Schneller, G., and Sphicas, G. (1983). “Decision making under uncertainty: Starr’s domain criterion.” Theory Decis., 15(4), 321–336.

Starr, M. K. (1962). Product design and decision theory, Prentice-Hall, Englewood Cliffs, NJ.

Radial convergence diagram (aka chord diagram) for sensitivity analysis results and other inter-relationships between data

TLDR; Python script for radial convergence plots that can be found here.

You might have encountered this type of graph before, they’re usually used to present relationships between different entities/parameters/factors and they typically look like this:

From https://datavizcatalogue.com/methods/non_ribbon_chord_diagram.html

In the context of our work, I have seen them used to present sensitivity analysis results, where we are interested in both the individual significance of a model parameter, but also the extent of its interaction with others.
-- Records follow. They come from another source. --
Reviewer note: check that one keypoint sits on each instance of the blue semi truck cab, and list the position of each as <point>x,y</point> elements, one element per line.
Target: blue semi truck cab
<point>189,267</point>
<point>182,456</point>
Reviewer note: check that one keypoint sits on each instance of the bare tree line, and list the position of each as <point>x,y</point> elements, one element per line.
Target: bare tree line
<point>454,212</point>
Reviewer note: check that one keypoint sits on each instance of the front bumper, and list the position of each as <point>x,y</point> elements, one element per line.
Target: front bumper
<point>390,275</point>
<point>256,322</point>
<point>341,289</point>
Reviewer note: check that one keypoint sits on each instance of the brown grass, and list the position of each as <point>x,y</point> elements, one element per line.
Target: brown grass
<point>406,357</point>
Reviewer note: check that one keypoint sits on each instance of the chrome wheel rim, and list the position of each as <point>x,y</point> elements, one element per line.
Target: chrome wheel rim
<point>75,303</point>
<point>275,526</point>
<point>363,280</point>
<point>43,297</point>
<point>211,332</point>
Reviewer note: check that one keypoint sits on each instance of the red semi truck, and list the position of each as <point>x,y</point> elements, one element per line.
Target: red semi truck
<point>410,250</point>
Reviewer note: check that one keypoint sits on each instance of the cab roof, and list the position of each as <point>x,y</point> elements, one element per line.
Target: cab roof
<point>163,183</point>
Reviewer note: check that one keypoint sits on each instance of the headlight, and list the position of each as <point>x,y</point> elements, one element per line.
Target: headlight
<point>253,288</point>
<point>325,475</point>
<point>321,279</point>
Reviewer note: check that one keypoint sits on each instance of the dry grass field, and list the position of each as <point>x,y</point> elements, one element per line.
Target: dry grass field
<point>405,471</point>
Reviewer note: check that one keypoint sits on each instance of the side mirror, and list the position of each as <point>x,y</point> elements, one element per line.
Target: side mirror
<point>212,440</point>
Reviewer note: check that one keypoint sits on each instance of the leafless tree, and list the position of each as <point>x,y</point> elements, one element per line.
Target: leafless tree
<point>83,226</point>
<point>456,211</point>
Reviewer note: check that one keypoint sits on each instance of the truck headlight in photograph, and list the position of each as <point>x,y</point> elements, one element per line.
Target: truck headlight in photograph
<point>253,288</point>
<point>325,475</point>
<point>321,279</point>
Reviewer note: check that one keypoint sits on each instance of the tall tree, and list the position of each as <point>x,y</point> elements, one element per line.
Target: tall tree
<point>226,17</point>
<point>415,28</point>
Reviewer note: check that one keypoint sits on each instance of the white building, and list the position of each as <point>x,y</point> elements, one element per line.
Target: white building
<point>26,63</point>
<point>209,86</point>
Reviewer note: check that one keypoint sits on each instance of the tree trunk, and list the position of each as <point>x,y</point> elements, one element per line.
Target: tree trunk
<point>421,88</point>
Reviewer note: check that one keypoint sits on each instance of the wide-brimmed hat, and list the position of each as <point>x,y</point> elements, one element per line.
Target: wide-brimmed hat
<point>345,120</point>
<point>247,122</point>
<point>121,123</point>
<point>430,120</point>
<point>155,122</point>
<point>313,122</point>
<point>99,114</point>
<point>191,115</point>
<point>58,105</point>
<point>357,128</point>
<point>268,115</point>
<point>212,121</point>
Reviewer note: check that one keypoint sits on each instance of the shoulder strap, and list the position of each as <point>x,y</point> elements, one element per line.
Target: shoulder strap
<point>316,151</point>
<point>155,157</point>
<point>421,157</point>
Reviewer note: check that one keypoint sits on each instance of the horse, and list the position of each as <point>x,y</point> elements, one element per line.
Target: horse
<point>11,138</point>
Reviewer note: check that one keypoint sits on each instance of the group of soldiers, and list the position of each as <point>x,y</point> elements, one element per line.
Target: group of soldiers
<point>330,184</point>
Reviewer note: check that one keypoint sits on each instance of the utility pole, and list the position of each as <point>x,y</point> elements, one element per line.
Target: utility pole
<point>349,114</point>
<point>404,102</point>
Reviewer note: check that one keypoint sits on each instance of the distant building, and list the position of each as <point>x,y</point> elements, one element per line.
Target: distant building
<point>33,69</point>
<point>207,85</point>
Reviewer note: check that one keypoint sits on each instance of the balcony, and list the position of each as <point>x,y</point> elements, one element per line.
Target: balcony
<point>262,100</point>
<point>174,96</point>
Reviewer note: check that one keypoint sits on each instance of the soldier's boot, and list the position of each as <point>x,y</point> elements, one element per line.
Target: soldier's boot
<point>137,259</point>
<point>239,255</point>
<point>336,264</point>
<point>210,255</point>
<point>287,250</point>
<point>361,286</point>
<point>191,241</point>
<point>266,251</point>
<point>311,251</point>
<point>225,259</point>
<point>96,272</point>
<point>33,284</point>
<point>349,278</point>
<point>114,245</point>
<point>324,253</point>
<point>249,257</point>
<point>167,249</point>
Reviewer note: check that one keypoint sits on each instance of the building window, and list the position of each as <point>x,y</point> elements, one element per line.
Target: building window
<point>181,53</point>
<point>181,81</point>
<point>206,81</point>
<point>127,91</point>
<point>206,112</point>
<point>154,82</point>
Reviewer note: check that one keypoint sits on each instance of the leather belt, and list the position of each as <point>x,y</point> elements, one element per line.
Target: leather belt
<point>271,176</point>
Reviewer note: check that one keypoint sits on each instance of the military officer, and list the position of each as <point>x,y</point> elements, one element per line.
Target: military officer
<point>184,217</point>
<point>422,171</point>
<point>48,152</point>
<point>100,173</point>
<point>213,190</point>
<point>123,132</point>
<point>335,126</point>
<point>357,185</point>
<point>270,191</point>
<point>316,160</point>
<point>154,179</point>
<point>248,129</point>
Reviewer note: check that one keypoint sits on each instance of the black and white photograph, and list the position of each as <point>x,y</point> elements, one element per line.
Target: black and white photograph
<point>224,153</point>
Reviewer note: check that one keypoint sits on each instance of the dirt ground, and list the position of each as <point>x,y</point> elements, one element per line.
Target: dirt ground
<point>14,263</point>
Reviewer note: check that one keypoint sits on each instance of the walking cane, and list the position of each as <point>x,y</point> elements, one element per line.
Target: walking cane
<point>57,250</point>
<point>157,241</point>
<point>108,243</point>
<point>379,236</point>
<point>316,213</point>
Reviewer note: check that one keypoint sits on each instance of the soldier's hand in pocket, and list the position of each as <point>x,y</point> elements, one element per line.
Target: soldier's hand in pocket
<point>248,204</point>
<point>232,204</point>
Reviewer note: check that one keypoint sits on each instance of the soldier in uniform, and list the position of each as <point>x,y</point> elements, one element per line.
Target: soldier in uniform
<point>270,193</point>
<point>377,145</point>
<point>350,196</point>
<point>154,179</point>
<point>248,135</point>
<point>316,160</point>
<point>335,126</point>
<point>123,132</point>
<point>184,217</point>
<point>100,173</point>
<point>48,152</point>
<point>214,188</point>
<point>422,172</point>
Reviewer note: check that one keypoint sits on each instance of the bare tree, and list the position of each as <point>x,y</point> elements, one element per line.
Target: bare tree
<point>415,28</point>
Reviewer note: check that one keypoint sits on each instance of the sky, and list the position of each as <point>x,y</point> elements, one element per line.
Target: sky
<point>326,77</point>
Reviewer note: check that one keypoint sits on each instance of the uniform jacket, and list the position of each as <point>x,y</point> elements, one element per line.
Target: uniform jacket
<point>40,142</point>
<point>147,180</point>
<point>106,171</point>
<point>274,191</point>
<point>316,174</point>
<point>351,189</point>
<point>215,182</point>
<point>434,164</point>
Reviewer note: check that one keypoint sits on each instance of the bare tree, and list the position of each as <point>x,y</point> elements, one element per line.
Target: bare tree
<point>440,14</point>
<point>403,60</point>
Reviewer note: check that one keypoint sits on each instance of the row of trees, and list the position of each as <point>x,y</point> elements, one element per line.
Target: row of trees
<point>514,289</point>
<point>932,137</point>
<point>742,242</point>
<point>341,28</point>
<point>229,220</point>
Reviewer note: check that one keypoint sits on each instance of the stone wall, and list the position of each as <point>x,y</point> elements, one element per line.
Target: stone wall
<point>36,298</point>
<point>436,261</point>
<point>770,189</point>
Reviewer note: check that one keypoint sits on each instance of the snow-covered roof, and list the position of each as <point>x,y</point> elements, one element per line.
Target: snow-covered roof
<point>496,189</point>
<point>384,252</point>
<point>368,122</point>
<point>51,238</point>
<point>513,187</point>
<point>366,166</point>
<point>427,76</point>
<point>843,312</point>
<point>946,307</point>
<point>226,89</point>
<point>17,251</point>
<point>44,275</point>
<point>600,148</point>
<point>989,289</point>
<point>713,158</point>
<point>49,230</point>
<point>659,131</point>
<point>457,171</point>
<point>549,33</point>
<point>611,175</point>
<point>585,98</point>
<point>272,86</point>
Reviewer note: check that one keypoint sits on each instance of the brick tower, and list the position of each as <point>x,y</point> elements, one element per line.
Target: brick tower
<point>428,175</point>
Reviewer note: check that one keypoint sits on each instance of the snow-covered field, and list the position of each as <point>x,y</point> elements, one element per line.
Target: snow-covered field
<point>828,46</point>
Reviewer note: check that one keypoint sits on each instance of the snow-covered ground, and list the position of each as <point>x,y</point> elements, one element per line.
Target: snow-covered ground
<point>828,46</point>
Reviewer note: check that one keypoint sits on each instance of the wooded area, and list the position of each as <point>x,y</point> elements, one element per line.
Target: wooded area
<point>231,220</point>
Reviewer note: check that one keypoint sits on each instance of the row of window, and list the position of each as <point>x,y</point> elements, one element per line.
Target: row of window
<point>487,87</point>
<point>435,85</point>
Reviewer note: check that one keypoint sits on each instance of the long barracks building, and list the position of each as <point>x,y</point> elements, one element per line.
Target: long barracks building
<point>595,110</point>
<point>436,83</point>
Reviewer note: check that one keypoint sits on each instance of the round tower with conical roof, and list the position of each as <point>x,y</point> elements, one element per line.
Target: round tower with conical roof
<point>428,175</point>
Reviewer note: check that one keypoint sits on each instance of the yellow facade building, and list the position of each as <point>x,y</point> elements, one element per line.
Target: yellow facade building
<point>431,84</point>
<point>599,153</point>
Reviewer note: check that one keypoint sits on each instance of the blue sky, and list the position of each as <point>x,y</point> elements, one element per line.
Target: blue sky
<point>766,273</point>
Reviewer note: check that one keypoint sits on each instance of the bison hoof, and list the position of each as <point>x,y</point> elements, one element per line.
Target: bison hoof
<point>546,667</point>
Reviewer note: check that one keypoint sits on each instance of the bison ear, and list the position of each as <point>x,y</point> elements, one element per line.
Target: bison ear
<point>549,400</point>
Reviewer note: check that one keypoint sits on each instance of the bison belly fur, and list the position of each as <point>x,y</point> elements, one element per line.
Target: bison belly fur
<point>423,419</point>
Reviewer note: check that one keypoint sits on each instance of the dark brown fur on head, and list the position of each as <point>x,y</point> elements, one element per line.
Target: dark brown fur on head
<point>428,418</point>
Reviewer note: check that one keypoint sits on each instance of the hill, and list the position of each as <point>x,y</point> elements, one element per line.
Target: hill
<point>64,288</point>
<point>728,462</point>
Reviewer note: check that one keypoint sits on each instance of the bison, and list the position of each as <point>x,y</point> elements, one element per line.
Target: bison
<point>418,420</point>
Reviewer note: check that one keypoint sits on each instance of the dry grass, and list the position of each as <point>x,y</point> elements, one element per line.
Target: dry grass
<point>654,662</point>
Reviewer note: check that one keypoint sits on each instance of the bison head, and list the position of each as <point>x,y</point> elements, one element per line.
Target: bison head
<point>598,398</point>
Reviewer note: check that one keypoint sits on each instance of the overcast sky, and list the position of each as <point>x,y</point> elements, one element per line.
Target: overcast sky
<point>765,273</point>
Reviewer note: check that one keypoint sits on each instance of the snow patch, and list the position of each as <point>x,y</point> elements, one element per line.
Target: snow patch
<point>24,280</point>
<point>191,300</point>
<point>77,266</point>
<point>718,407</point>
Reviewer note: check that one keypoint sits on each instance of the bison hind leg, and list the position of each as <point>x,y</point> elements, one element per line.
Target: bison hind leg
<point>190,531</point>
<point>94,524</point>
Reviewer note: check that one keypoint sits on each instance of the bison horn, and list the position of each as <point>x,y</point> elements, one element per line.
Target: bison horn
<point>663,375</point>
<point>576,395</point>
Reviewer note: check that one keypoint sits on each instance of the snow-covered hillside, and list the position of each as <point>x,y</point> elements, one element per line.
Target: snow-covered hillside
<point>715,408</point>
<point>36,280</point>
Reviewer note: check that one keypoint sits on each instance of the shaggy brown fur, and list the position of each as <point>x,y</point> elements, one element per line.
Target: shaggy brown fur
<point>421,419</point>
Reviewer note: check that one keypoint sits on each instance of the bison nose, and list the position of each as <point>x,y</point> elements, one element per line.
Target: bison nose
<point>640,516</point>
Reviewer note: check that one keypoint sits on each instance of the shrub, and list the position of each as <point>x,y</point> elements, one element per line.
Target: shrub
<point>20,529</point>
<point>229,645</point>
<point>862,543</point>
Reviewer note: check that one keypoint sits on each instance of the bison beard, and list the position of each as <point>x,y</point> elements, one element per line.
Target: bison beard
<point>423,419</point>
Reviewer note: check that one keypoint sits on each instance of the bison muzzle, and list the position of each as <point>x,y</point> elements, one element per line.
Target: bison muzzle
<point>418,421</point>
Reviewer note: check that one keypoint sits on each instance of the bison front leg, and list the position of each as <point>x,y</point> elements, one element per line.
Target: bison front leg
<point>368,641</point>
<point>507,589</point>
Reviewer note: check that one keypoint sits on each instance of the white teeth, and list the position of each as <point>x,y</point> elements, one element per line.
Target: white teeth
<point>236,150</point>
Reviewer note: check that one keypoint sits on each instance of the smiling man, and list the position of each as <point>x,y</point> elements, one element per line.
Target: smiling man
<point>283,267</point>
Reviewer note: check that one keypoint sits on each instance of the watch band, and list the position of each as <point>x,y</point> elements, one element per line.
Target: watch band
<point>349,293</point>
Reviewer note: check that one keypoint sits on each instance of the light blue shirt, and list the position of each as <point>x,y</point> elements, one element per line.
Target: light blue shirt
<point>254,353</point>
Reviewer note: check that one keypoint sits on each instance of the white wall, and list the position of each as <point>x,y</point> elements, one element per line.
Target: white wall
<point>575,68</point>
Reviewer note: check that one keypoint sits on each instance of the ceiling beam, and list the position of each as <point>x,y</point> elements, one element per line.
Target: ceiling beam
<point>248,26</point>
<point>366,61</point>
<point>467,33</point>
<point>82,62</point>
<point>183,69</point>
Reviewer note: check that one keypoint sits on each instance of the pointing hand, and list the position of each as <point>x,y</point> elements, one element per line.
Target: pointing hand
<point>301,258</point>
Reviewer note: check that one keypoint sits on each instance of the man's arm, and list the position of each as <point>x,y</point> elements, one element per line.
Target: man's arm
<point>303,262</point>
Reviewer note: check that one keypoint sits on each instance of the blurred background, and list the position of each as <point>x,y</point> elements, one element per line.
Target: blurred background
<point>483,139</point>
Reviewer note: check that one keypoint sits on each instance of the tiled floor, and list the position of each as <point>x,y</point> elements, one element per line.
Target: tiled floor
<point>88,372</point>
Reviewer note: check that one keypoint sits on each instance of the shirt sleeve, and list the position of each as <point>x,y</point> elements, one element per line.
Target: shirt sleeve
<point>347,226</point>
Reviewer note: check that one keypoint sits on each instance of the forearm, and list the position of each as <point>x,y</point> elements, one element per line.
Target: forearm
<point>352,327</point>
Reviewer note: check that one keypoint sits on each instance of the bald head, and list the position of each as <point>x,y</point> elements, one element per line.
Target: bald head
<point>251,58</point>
For example, in Butler et al. (2014) they were used to present First, Second, and Total order parameter sensitivities as produced by a Sobol’ Sensitivity Analysis.

From Butler et al. (2014)

I set out to write a Python script to replicate them. Calvin Whealton has written a similar script in R, and the same functionality also exists within Rhodium. I just wanted something with a bit more flexibility, so I wrote this script that produces two types of these graphs, one with straight lines and one with curved (which are prettier IMO). The script takes dictionary items as inputs, either directly from SALib and Rhodium (if you are using it to display Sobol results), or by importing them (to display anything else). You’ll need one package to get this to run: NetworkX. It facilitates the organization of the nodes in a circle and it’s generally a very stable and useful package to have.

Graph with straight lines
Graph with curved lines

I made these graphs to display results the results of a Sobol analysis I performed on the model parameters of a system I am studying (a, b, c, d, h, K, m, sigmax, and sigmay). The node size indicates the first order index (S1) per parameter, the node border thickness indicates the total order index (ST) per parameter, and the thickness of the line between two nodes indicates the secord order index (S2). The colors, thicknesses, and sizes can be easily changed to fit your needs. The script for these can be found here, and I will briefly discuss what it does below.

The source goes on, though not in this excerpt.